Sezione del serbatoio dell'EUR
Un elemento che rientra nei metodi acquedottistici classici : il serbatoio dell’EUR recentemente costruito.

L’argomento qui trattato potrà essere giudicato ripetitivo, sussistono però delle ragioni troppo importanti per rinunciare a promuoverlo in tutti i modi.

Lo si deduce dalla consultazione della molta letteratura tecnica di tipo cartaceo e soprattutto digitale di cui si riesce a disporre e nella quale sono illustrati con dovizia gli interessanti aspetti dell’impianto di telecontrollo e telecomando degli acquedotti, aspetti che sono però volti esclusivamente a magnificare una collaudata automazione delle apparecchiatura idrauliche, i molti vantaggi del controllo a distanza ed in automatico del funzionamento dell’acquedotto senza invece dare il meritato apprezzamento ad un altro obbiettivo assolutamente fondamentale: la innovativa e diversa costituzione dell’acquedotto derivata direttamente dalla presenza dell’impianto di telecontrollo.
Il fenomeno trova ulteriore conferma nell’esame di molti acquedotti in servizio effettivo per i quali ci si è preoccupati soltanto di poter eseguire automaticamente tramite il decantato impianto di telecomando le stesse operazioni che un tempo si eseguivano manualmente però mantenendo pedissequamente la strategia generale dettata dalle regole classiche considerate la panacea , il rimedio universale di tutti i mali degli acquedotti.
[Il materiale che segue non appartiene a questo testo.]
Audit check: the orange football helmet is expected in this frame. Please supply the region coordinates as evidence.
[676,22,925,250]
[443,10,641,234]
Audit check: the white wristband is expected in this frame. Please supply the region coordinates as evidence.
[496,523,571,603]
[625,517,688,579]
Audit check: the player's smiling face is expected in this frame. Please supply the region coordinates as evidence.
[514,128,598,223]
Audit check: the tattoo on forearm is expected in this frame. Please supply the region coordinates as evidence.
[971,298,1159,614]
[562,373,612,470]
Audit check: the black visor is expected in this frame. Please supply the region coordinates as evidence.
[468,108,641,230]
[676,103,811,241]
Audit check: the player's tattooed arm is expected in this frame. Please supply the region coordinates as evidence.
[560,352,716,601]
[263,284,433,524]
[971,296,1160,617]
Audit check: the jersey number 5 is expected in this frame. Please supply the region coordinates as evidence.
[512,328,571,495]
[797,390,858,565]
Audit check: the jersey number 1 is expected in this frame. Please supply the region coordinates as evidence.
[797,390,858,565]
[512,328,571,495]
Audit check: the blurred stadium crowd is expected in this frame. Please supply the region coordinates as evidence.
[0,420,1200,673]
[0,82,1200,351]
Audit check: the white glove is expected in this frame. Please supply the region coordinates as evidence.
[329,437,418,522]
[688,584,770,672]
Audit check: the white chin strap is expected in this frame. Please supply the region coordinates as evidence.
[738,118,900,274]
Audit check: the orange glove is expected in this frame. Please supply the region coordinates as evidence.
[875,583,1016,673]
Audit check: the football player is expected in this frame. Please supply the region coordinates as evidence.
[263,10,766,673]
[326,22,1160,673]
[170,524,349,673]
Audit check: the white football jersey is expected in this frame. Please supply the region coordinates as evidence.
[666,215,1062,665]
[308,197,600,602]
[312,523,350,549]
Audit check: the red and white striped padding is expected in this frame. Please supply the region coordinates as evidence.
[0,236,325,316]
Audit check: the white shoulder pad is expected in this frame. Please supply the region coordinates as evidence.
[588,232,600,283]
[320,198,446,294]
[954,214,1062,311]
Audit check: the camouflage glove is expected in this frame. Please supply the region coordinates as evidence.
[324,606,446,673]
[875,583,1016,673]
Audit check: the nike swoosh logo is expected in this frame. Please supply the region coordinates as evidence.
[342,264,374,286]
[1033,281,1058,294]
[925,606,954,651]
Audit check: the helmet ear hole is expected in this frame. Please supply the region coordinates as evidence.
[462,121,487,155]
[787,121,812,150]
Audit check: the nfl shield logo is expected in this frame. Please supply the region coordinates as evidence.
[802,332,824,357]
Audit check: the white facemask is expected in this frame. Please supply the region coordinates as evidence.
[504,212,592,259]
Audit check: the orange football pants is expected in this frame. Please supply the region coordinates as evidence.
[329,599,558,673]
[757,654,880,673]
In realtà quando si progetta un nuovo servizio idropotabile oppure una sostanziale modifica di un insieme acquedottistico già esistente, ci si preoccupa di tutte le condizioni obiettive per risolvere i problemi idrici, si redige il progetto delle opere elettro-idrauliche e, solo alla fine, si dà incarico allo specialista di elettronica di comporre il progetto di un impianto di telecontrollo e telecomando atto ad automatizzare l’insieme di apparecchiature appena progettate. Secondo lo scrivente non è assolutamente questo il modo corretto di progettare. Bisognerebbe, invece di lasciarlo per ultimo, portare in primo piano il telecontrollo tenendo ben presenti, fin dal sorgere delle prime idee progettuali, le sue grandi possibilità e quindi nella scelta degli schemi funzionali prevederne un’utilizzazione il più razionale possibile. Ciò che tra l’altro bisogna tener in conto adottando i provvedimenti che ne conseguono, è la facoltà, un tempo nemmeno immaginabile ma oggi consentita dal telecomando, di prendere automaticamente delle decisioni operative di esercizio degli impianti in tempo reale ed in funzione di determinati risultati.
La deduzione logica rende indispensabile un grande cambiamento delle decisioni progettuali di base, della strategia generale e dello schema idraulico nonché di quello costruttivo delle opere acquedottistiche, cambiamento che dovrebbe riguardare tutte le attività essenziali, dalla produzione dell’acqua alla adduzione, accumulo e compensazione dei volumi idrici, al sistema di sollevamento ed immissione in rete delle portate necessarie ad un buon soddisfacimento della richiesta, alla ideazione e regolazione di tutti gli impianti, dei serbatoi di accumulo e delle apparecchiature, alle modalità di controllo e riduzione delle perdite occulte, tutti elementi che il telecomando orienta verso nuovi e promettenti orizzonti .
In definiva, come menzionato nel titolo della nota, tutta la progettazione degli acquedotti dovrebbe essere figlia del telecomando-telecontrollo.